Novo Nordisk has abandoned another GLP-1/GIP co-agonist and CB1 receptor as part of a significant pipeline clearout that coincides with disappointing obesity sales and a leadership shake-up.
The Danish pharma completed a phase 2 study of the GLP-1/GIP co-agonist analog, dubbed NNC0519-0130, in patients who are overweight or with obesity in June. That study hit its primary objective of demonstrating statistically significant weight loss compared with placebo across all doses after 36 weeks, Novo revealed in its second-quarter earnings release.
Despite the positive readout, the company said this morning that, due to “portfolio considerations,” it has decided not to take this weight management program further.
NNC0519-0130 was Novo’s attempt to develop a once-weekly GLP-1/GIP co-agonist, after executives jettisoned a once-monthly GLP-1/GIP candidate a year ago over a “current profile [that] was not something that we would take into further clinical development.”
One new addition to Novo’s pipeline that could potentially plug this gap is a preclinical GLP-1/GIP/glucagon triple agonist acquired as part of the pharma’s $200 million licensing agreement with Septerna in May. That deal also brought Novo two oral molecules for obesity in preclinical development.
But, until those drugs make it into human trials, Novo’s clinical pipeline is going to seem emptier—especially because NNC0519-0130 wasn’t the only obesity drug the company jettisoned today.
The drugmaker also revealed that it has given up on INV-347, a next-generation CB1 receptor blocker acquired as part of the buyout of Inversago in 2023. CB1 receptor blockade is an old idea—Sanofi won approval for a drug with the mechanism in 2006—but Novo identified Inversago as a company capable of realizing the potential of the approach.
The more advanced asset from that deal, called monlunabant, already flopped in a phase 2 diabetic kidney disease trial in February. To make matters worse, Novo reported some mild to moderate neuropsychiatric side effects, which brought back memories of European authorities’ withdrawal of approval for Sanofi’s CB1 obesity drug back in 2009 after studies found it doubled the risk of psychiatric disorders.
However, neurological effects didn’t seem to be behind Novo’s decision to drop INV-347. The pharma said this morning that it had completed a phase 1 study in May of patients with both normal weight and obesity that showed the oral small molecule to be “safe and well tolerated.”
Instead, the company has given up on the asset due to its “pharmacokinetic profile and portfolio considerations.”
Beyond obesity, Novo also revealed this morning that its broader pipeline has suffered its own setbacks. A phase 2 trial of zalfermin, a long-acting FGF21 analog, failed to improve liver fibrosis when given in combination with Novo’s own semaglutide in a phase 2 trial of about 700 patients with metabolic dysfunction-associated steatohepatitis.
This led Novo to end development of zalfermin for the fatty liver disease.
The company hasn’t completely given up on the therapy, having kicked off a phase 1 study in July for Type 1 diabetes.
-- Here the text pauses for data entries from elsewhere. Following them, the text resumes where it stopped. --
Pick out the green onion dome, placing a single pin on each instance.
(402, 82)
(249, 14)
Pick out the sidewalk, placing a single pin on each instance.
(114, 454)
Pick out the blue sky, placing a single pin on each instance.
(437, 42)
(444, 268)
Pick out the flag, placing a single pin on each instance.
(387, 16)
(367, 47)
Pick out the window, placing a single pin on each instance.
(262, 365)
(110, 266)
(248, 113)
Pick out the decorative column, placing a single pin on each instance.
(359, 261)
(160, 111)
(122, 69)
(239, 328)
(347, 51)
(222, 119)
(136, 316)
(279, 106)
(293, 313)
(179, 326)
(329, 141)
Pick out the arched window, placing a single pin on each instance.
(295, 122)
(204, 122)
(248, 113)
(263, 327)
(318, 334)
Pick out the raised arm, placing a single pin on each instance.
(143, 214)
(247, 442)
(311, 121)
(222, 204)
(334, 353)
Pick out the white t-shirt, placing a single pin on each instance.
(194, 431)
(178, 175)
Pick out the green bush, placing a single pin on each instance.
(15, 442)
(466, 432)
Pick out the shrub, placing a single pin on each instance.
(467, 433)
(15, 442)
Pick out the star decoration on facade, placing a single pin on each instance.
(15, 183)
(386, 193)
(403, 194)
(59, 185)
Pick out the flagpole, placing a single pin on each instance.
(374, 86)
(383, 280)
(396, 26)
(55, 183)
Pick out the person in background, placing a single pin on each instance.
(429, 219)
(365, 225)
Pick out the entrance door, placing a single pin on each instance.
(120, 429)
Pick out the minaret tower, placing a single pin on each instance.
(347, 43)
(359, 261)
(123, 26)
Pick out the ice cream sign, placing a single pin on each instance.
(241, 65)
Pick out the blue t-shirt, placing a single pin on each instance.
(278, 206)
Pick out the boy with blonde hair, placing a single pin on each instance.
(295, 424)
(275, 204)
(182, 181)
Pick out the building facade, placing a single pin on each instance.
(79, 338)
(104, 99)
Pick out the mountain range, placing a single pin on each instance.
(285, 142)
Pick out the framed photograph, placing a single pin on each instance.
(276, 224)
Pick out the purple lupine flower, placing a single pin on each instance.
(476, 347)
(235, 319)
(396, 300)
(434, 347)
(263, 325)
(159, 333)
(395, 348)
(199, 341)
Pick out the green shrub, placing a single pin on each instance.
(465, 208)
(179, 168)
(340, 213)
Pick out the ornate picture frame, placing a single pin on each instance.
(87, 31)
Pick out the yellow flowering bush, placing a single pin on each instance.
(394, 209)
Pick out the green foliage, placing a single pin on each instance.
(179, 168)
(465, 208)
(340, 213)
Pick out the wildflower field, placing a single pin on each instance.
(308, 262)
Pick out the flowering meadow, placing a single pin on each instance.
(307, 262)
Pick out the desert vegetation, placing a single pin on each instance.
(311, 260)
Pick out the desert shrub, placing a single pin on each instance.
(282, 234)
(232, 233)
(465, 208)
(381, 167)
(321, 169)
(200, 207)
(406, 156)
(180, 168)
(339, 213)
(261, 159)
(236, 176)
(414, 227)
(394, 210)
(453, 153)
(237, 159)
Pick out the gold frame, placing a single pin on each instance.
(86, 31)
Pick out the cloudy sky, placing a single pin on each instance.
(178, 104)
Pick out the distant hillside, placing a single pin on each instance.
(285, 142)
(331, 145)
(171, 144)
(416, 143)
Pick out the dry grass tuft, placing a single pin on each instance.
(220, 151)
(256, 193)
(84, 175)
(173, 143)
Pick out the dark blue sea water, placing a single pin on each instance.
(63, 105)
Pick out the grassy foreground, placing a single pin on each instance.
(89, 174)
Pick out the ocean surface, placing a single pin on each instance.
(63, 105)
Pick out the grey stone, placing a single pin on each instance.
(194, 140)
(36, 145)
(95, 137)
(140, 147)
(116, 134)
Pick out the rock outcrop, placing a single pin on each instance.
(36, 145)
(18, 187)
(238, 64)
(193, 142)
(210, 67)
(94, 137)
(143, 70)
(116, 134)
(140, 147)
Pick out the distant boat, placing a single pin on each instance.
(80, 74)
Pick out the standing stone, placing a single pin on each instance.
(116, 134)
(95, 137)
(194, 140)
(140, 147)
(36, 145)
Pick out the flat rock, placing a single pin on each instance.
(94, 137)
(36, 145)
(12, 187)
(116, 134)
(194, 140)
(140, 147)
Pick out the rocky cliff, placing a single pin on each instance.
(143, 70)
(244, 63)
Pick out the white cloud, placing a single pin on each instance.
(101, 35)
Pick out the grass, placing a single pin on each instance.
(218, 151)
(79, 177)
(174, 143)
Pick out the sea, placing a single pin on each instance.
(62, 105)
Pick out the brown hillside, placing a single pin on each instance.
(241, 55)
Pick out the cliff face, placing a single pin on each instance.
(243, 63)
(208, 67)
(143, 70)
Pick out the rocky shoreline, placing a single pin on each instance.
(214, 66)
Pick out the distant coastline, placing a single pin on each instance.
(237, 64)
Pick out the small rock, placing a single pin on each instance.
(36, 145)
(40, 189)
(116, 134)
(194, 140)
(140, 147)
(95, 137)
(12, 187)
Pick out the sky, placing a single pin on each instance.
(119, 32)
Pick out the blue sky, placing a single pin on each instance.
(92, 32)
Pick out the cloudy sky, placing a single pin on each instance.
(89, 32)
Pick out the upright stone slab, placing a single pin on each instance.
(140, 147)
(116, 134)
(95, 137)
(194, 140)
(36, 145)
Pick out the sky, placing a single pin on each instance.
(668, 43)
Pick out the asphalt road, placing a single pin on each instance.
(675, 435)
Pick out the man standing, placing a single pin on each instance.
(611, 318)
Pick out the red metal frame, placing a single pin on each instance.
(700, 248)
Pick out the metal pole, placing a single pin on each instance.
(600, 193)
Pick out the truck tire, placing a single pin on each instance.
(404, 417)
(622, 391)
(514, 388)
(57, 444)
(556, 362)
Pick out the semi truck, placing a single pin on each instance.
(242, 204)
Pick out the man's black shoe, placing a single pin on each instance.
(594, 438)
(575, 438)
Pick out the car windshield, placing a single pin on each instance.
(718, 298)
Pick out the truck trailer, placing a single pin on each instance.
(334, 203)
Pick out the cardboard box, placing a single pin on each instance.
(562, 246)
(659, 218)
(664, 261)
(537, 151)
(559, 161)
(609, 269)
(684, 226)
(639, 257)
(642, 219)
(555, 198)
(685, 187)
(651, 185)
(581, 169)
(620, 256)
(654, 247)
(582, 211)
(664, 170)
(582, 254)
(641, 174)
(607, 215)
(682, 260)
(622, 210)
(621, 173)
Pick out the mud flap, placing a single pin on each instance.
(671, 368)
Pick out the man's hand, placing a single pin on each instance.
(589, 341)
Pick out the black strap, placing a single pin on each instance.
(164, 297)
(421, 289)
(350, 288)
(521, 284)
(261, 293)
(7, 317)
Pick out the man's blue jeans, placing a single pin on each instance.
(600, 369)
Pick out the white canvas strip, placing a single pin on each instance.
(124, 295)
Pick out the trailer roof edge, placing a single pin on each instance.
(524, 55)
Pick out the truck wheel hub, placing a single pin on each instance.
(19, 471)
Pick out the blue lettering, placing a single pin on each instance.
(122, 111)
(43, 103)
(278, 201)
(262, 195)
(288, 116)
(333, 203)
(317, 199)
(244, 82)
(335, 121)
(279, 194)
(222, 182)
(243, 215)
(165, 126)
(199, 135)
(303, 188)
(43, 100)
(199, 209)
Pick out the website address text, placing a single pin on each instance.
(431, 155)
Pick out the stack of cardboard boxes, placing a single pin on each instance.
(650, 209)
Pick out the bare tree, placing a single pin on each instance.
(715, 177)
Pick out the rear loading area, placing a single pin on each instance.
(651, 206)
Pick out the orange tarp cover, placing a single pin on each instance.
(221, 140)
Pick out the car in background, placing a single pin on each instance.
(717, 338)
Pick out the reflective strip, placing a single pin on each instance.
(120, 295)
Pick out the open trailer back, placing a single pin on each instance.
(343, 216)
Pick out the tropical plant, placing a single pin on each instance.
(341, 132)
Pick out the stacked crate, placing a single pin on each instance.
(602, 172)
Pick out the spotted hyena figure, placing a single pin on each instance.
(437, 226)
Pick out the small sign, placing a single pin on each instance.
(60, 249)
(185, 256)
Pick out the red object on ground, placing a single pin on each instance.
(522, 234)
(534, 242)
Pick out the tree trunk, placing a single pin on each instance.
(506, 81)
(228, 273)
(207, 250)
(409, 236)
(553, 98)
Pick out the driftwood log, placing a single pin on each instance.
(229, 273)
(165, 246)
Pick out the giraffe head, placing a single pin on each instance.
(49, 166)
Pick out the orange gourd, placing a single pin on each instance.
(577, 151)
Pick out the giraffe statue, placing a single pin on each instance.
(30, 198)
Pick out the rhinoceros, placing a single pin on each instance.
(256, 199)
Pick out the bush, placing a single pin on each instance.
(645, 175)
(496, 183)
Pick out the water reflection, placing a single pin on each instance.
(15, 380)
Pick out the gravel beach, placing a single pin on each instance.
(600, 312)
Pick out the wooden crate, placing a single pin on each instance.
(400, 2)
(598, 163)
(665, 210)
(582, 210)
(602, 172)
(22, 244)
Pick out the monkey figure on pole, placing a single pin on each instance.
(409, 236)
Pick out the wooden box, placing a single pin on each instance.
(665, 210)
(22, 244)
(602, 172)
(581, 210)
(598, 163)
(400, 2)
However, the company explained that the purpose of this trial is “to generate data to inform potential future first human dose candidates rather than progress into next stage development phases.”
The final drug that had its future cut short is ANGPTL3i, a monoclonal antibody Novo had been developing for the metabolic disorder dyslipidemia. A phase 1 study of the drug showed it was safe and well tolerated, but this wasn’t enough to save it from becoming another victim of the company’s “portfolio considerations.”
Assessing these various pipeline changes, Jefferies analysts said in a note this morning that it remains to be seen whether the “larger R&D clean-out than usual ... reflects a strategic re-assessment or just coincidence.”
The pipeline overhaul reflects a significant restructure at the top of the company, with both CEO Lars Fruergaard Jørgensen and Chief Scientific Officer Marcus Schindler, Ph.D., departing against a backdrop of reduced sales for semaglutide—sold as Wegovy for obesity and Ozempic and Rybelsus for diabetes—in the U.S.